A Myth About Property & Casualty Insurance Companies
Whenever
there is a natural disaster or catastrophic event insurance companies become
the target of angry people who believe the institutions are evil conglomerates
amassing large fortunes as the expense of the premium paying policyholder. The truth is far different.
In
the interest of full disclosure, I admit I’ve worked in the insurance industry
for 30 years for several carriers. It has been my good fortune to work for
companies that believe in customer service, fair and equitable claims handling,
and doing the right thing. Most people
would find it difficult to believe that many companies do not make much of a
profit on underwriting. And since interest rates have plunged there is little
to be made from investments. A typical
expense ratio for a property and casualty insurer is around 30% - that equates to 30 cents of every dollar in
premium taken in is spent on infrastructure, salaries, office rents, postage,
computer systems, etc. In 2011 the industry
overall paid losses or claims amounting to 60% for commercial business or 60
cents for every dollar of premium.

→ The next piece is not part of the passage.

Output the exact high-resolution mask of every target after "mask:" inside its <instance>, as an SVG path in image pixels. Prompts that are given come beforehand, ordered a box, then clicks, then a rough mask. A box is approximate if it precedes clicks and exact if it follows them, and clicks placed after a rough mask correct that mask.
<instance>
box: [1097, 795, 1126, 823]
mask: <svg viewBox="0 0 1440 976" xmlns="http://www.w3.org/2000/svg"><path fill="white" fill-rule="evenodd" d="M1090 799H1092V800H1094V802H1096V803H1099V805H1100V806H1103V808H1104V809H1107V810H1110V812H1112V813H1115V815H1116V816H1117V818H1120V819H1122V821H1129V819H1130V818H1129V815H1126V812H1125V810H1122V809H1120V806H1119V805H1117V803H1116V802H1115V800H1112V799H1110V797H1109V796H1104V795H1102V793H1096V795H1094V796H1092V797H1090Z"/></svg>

For personal lines homeowners, personal auto
and valuable articles the industry paid approximately 70% or 70 cents for every
dollar of premium. When combined with the expenses, that means on average
insurance companies earned 0 to 10 cents per dollar of premium.
Most
insurance claims personnel are fair and honest people who have a tough job.
When people have auto accidents or storm damage they are frustrated and
stressed before they even report a claim. Most people have never read their
policies and don’t know what is covered and what isn’t. They are often
surprised and angry to find out after a loss that something they assumed was
covered isn’t.
Most
property or homeowner policies do not cover flood damage, war, nuclear damage,
power failure, back up of sewers or drains, earthquakes, volcanic eruptions, or
damage caused by vermin. Property
insurance was originally intended to cover fire damage only with the first
insurance policies being written after the great London fire. It gradually
expanded to cover wind, lightning, vandalism, theft, and water damage resulting
from the sudden accidental failure of an appliance or plumbing. Different policies by different insurers
offer various levels of coverage. But
even the broadest All Risk policies have exclusions.
The
best advice I can offer is to encourage you to read you policy before an
adverse event. Ask your agent to go through the policy with you. Most of us buy
our insurance policies based on the rates or cost rather than the coverage
offered. Consider a policy with broader coverage but a higher deductible. Do your research. You often get what you pay
for.
After
a storm like Sandy, most property and casualty companies are prepared with
catastrophe teams to go to the site of devastation and work long hours to help
their policyholders. After Katrina they lived in trailers for weeks far from
home, fell off roofs, were bitten by snakes, wrote checks, listened while
people cried, stood stoic while be screamed at by unhappy people, empathized,
and helped people start over. It will be the same now after Sandy.